Saturday, August 9, 2008

A snap and a crunch

When the vegetables started to pile up on my counter last week, I knew I had a problem. There were and still are 4 squash, which has turned into 10; 4 peppers, magically now 9;
5 cucumbers, now 2.
Now I know what you are asking? Where did the cucumbers go?
Well, I decided to do some pickling. Yes, I know, me with all my "oh my god, the kitchen is going to explode" episodes, decided that she would pickle. And no there was no damage to myself or my kitchen.
Actually, I thought about pickling two years ago, when I was a vegetarian. My mom actually sent me my great grandmother's recipe. However, the procrastinating college student, I was never got around to it, and eventually had to throw the cucumbers out. I know it was a waste of food, but I had yet to realize my food impact.
So last week, when I had the abundance of cucumbers, I decided to give Homesick Texan's pickle recipe a go. It sounded easy enough. There was no boiling of ingredients, just the sterilization of the jars, which I've done before. And in 4-6 days I'd have pickles. So I gathered ingredients, sterilized the jars, which splattered water all over my stove. I then mixed the brine added the cucumbers and placed them in the fridge. There they sat for 5 days, haunting me.
Of course, I shook them everyday and everyday was tempted to steal one, but I waited. And then today I broke and opened one of the jars. And when I bit into that first pickle spear, I died a little. That is because the pickle was so good. It had that right acidic bite and it was still firm. I had one than another than another. Finally, I just put them away before I ate them all.
Now I know the difference between the store bought pickle and homemade ones. Today when I opened up one of the jars of pickles and took a long spear out, put it between in my teeth, I felt the snap and heard the crunch. Before I even tasted it, I knew it was a great pickle because of the crispness of it. Sure you can get that from store bought, but you taste the dill more in homemade and you miss out on it being truly something you had created. The store bought ones just take away all the fun. So this is added to my list of recipes. Now what to do with the rest of the vegetables?

Refrigerator dill pickles
(from Homesick Texan)
6 Kirby cucumbers, cleaned, stemmed and halved, lengthwise
1/2 cup of white vinegar
2 tablespoons of salt
1 tablespoon of black peppercorns
1 tablespoon of coriander seeds
3 cloves of garlic, minced
1/2 cup of fresh dill

Place salt, peppercorns, coriander seeds, garlic and dill in a sterilized 1-quart Mason jar.
Layer sliced cucumbers in jar, leaving 1/2 inch at the top.
Pour in vinegar.
Fill jar with water, seal with lid and shake for about a minute.
Refrigerate for six days, shaking daily.

Makes 1-quart jar of dill pickles. This simple recipe, however, can easily be multiplied.

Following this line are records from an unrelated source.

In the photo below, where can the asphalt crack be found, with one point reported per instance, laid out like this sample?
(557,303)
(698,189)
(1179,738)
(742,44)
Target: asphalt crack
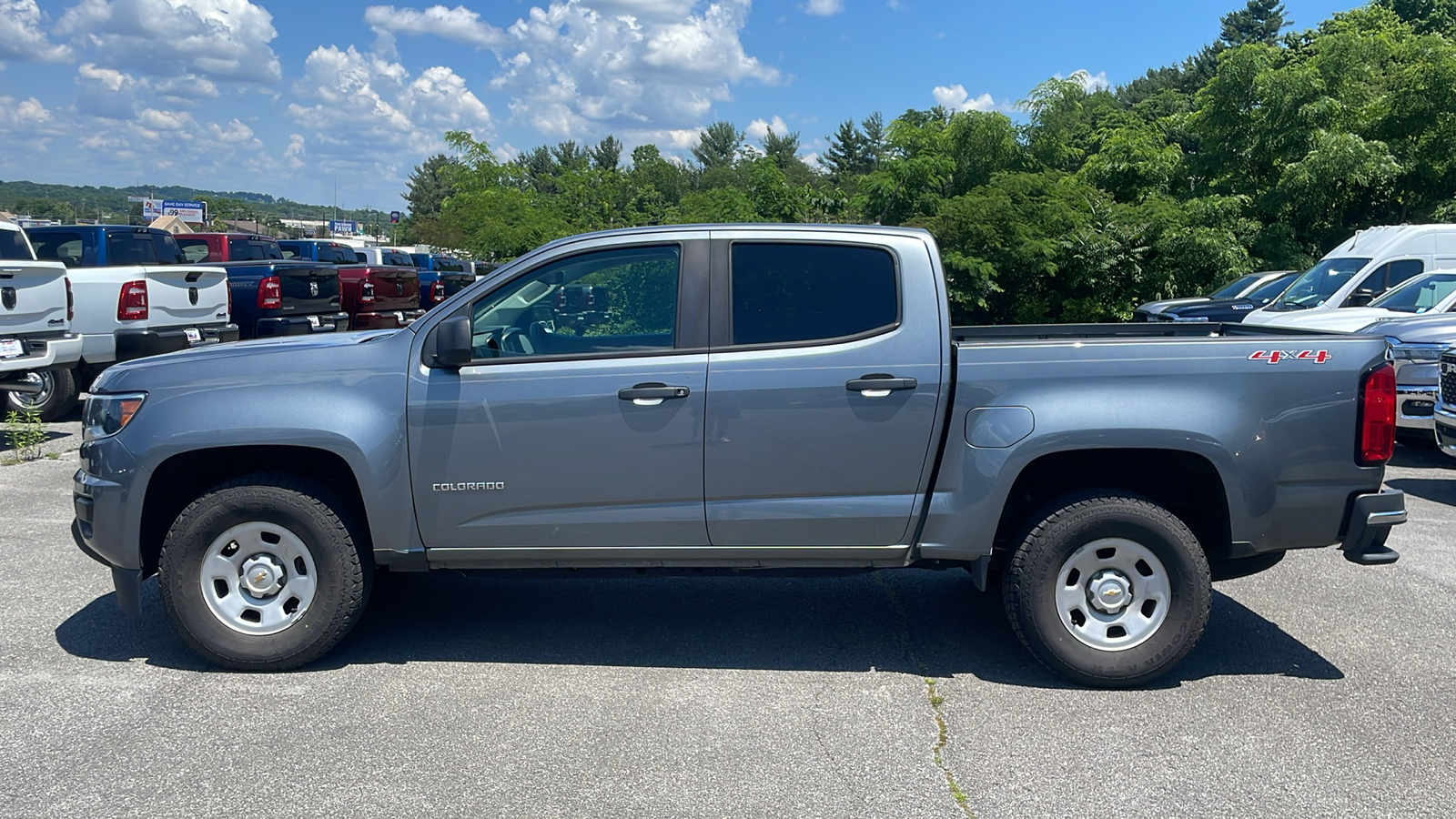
(934,698)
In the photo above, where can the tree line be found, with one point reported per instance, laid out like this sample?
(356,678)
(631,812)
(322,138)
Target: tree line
(1259,152)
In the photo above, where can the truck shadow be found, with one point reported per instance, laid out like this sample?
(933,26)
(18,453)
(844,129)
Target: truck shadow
(917,622)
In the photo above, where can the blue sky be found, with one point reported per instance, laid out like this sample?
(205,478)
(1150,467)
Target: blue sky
(281,98)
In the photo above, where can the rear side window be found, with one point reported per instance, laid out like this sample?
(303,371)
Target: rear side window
(252,251)
(58,248)
(786,292)
(194,249)
(14,247)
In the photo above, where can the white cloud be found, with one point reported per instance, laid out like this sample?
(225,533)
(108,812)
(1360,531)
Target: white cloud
(215,40)
(957,98)
(589,67)
(761,128)
(21,35)
(459,24)
(1088,80)
(369,106)
(823,7)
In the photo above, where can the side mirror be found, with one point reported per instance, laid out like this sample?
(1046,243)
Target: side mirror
(453,343)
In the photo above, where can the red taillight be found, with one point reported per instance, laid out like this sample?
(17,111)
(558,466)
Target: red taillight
(133,303)
(1376,416)
(269,293)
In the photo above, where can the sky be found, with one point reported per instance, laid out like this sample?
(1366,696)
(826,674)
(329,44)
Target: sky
(290,98)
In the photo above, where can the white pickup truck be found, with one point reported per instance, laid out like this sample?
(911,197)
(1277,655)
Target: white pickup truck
(135,296)
(35,318)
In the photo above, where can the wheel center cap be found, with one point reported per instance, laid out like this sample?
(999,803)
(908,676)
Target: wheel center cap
(1110,591)
(262,576)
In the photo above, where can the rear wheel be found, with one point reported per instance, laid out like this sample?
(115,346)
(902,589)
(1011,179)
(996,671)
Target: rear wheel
(1108,589)
(56,398)
(262,573)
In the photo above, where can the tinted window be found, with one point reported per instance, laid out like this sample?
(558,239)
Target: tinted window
(611,302)
(251,249)
(810,292)
(194,249)
(14,247)
(58,247)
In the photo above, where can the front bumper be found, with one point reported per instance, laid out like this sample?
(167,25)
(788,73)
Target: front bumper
(145,343)
(386,319)
(1370,521)
(302,325)
(44,353)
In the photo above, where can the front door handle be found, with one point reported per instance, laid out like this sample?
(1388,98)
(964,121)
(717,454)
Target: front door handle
(652,394)
(878,385)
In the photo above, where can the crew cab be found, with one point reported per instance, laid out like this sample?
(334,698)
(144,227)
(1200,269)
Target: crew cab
(135,296)
(762,398)
(1360,270)
(271,296)
(441,278)
(35,321)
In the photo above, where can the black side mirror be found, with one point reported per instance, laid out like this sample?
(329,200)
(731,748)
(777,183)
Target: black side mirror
(453,343)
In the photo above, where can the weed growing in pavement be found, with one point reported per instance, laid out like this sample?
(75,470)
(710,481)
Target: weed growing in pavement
(25,433)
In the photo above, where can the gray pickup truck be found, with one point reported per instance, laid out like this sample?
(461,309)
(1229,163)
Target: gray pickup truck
(756,399)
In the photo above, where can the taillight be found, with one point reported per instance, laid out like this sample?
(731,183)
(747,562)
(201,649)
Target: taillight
(269,293)
(1376,416)
(133,303)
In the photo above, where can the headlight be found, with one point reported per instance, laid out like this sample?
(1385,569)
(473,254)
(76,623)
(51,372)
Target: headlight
(108,414)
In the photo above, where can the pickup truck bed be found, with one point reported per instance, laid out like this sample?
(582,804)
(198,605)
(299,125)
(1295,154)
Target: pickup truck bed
(750,398)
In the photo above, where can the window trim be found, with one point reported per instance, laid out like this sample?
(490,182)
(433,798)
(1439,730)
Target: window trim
(683,318)
(721,321)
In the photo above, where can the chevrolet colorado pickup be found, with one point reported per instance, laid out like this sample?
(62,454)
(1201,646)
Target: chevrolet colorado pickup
(135,296)
(35,321)
(761,398)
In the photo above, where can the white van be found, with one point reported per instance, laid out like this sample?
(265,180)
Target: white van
(1361,268)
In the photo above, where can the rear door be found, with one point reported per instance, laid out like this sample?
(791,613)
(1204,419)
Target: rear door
(823,385)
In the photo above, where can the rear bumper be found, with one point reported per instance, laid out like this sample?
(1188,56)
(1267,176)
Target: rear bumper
(386,319)
(1370,521)
(302,325)
(44,353)
(145,343)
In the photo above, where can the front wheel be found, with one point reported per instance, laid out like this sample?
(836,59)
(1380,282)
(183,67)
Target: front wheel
(262,573)
(1108,589)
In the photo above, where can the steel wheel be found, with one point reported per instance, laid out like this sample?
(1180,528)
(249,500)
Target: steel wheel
(1113,593)
(258,577)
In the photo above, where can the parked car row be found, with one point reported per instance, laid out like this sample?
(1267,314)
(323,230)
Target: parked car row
(79,299)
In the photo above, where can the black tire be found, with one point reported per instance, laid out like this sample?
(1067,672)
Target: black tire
(342,577)
(57,399)
(1034,574)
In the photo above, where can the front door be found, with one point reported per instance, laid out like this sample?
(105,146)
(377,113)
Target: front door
(822,389)
(580,423)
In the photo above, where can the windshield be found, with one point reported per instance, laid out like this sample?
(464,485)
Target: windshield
(1419,295)
(1317,285)
(1269,290)
(1235,288)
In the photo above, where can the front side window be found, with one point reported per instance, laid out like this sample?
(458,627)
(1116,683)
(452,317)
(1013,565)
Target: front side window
(784,293)
(602,303)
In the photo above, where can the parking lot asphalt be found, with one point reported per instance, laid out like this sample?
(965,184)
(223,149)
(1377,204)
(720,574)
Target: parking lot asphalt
(1320,688)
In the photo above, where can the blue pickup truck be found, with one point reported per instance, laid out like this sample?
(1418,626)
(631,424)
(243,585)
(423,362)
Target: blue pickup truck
(753,398)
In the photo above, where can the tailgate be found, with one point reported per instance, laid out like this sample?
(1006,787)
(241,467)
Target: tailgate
(309,288)
(395,288)
(186,295)
(33,298)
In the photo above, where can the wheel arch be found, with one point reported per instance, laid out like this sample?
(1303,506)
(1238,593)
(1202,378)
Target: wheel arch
(187,475)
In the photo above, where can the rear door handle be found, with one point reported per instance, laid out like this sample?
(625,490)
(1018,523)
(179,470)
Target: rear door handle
(652,394)
(878,385)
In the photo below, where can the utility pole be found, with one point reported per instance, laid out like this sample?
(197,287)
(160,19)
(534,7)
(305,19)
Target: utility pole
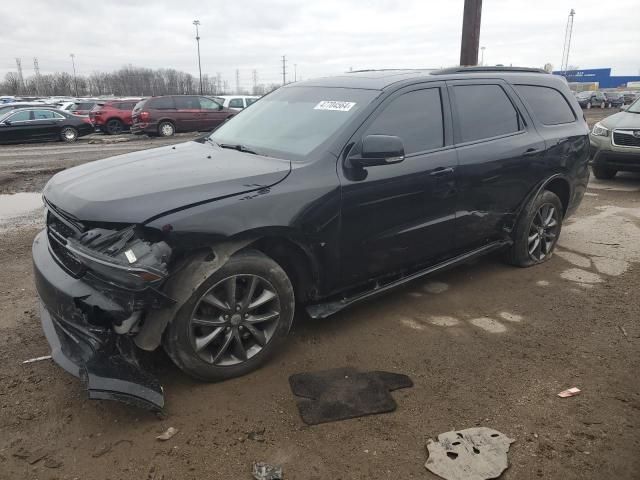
(564,64)
(75,78)
(284,70)
(470,32)
(20,77)
(197,23)
(36,69)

Note: I divided the recipe in have for 1/2 pint jars. They are a little sour, but that is the way I like them.


Esi said...

Wow! You have me wanting to make my own pickles, something I never would have thought to do. Thanks! :)

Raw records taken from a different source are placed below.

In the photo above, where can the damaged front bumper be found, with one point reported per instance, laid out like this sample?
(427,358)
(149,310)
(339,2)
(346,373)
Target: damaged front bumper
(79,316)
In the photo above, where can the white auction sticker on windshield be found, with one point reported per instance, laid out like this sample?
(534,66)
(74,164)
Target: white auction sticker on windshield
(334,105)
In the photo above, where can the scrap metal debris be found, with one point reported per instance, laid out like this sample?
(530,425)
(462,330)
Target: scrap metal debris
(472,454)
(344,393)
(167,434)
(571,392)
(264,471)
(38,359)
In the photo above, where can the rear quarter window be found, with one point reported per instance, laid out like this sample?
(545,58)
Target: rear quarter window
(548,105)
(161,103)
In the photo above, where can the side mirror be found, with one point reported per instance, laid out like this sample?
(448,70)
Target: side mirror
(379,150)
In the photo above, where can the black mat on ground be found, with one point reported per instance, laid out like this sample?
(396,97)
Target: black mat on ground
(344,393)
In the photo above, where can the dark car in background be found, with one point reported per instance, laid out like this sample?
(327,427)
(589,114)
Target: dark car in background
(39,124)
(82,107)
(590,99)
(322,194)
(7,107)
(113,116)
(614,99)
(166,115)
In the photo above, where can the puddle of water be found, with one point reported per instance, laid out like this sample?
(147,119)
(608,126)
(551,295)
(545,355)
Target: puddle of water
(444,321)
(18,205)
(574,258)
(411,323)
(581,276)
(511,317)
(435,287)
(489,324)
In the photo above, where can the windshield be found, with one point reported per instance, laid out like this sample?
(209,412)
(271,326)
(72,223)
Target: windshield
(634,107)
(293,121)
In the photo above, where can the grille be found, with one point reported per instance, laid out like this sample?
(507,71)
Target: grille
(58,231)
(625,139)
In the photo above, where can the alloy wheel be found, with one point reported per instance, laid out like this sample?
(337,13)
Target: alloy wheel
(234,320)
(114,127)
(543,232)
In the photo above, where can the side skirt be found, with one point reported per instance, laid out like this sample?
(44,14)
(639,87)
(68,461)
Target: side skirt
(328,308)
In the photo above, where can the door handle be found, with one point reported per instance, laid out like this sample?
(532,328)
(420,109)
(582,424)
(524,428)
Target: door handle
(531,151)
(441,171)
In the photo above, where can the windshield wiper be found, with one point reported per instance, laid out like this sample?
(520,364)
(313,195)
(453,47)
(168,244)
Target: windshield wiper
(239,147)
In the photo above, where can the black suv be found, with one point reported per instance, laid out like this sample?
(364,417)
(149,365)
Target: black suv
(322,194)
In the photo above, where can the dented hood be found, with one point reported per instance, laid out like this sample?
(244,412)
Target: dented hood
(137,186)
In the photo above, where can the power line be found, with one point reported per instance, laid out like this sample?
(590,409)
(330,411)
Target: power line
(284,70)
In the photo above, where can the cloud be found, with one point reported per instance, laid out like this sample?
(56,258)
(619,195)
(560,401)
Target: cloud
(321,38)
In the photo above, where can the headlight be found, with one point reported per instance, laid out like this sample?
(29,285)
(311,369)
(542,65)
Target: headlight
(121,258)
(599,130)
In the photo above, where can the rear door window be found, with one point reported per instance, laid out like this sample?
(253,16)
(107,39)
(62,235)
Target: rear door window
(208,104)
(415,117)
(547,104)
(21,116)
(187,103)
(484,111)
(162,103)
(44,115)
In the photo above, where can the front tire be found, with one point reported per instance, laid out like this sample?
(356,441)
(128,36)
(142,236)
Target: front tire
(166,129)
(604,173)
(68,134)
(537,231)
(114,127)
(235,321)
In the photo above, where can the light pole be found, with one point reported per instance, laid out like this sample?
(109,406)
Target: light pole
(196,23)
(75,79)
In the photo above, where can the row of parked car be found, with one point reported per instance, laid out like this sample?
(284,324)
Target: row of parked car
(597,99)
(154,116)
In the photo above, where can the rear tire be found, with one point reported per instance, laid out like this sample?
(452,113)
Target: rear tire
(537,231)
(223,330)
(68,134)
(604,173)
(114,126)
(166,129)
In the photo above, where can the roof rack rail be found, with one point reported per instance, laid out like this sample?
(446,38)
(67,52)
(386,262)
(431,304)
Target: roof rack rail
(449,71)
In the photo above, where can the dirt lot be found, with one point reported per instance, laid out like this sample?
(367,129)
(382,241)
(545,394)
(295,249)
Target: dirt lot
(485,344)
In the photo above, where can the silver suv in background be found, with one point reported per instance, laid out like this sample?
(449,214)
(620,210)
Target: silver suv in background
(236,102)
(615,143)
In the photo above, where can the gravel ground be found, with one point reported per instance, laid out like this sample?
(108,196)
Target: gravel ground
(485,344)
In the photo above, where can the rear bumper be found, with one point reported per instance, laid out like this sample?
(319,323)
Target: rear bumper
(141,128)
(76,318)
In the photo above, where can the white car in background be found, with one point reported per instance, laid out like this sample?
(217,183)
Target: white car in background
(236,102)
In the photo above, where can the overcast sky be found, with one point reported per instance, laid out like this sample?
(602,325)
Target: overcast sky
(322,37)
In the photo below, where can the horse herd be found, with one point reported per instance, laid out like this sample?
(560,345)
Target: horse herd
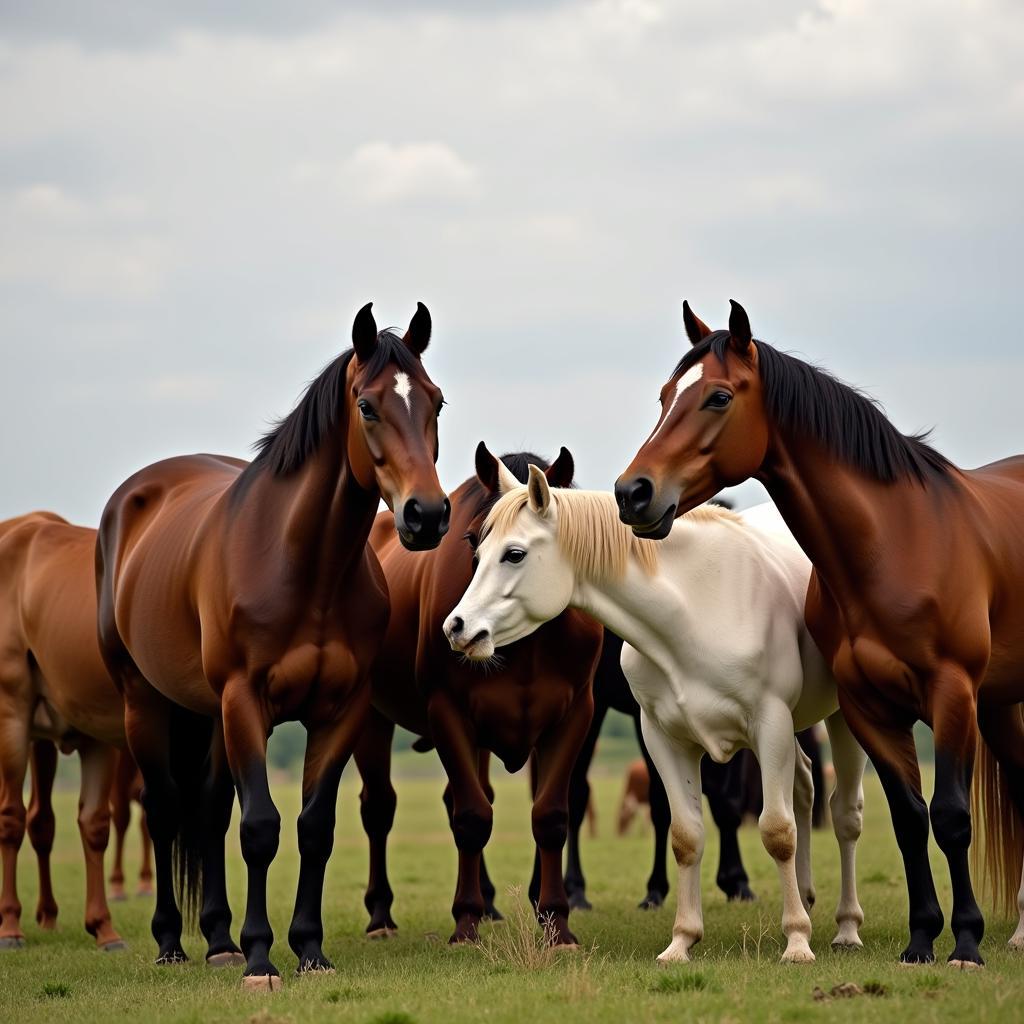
(219,598)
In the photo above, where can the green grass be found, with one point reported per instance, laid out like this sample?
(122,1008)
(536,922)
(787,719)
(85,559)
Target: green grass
(416,977)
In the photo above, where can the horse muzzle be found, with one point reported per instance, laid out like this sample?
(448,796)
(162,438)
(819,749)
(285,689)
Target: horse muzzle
(421,524)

Jessica@Foodmayhem said...

Pickling takes a type of patience I don't think I have....I envy you and your jar of yummy pickles.

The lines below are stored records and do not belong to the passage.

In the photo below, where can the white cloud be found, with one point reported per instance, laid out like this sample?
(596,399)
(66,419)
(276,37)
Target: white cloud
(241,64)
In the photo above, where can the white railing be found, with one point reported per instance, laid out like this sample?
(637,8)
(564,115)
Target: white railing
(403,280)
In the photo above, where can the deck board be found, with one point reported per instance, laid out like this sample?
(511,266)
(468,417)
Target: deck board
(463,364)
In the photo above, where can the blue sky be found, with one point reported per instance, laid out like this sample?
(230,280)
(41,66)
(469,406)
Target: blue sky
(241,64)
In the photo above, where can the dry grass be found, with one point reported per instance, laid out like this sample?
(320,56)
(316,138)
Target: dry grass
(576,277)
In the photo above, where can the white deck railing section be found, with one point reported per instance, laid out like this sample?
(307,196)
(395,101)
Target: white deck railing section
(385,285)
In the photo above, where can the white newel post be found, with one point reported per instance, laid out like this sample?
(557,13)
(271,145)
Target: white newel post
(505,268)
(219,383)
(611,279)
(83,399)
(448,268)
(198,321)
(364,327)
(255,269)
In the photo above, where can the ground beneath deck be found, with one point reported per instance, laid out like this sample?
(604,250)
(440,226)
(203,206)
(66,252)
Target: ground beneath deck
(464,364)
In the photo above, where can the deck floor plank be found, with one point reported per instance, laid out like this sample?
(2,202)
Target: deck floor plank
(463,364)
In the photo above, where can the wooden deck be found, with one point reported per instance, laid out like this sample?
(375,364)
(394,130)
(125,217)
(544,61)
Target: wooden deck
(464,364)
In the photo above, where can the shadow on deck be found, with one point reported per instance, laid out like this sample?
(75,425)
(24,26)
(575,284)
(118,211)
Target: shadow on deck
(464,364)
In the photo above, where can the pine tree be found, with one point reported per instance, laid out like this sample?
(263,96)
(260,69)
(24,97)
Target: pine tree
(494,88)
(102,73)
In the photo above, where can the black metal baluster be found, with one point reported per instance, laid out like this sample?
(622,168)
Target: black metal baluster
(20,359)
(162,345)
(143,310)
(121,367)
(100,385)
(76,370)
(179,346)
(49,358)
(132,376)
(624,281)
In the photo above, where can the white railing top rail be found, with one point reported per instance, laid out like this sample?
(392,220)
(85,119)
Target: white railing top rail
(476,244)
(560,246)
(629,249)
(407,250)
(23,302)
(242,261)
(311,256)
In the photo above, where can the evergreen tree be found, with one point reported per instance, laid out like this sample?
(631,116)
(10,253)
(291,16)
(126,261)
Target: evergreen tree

Adventures in MetroLand said...

You might try making and canning some squash soup for the winter with your excess squash. You can also freeze the summer kind really well or grate it and freeze it for zucchini bread later on. If you want to make a meatloaf of or really moist burgers you can add the shredded squash to the meat mixture. Tomatoes can be made into tomato sauce and canned for winter too.

Gillsnthrills said...

Yay! I've been looking for a good refrigerator pickle recipe. I might pick up some cucumbers at the farmers market tomorrow. Thanks!

GirlCanBake said...

Ha! You died a little!? Hilarious! I haven't made pickles yet this summer. You just might have inspired me! Thank you!

Cookie baker Lynn said...

Now you've got me hankering to try making pickles. I haven't done it in years and I miss good, crisp pickles.

Hannah said...

I've gotta say, I'm a huge fan of pickles, and these sound incredible. I haven't ever made my own, but now I really want to!

Terry B said...

Wow. Now this sounds like pickling I could do. The Chicago Tribune recently had an article in its food section trying to pretend that traditional pickling and canning wasn't the enormous pain in the patoot that it is. I didn't buy it for a minute. But this sounds doable--and tasty. I approve.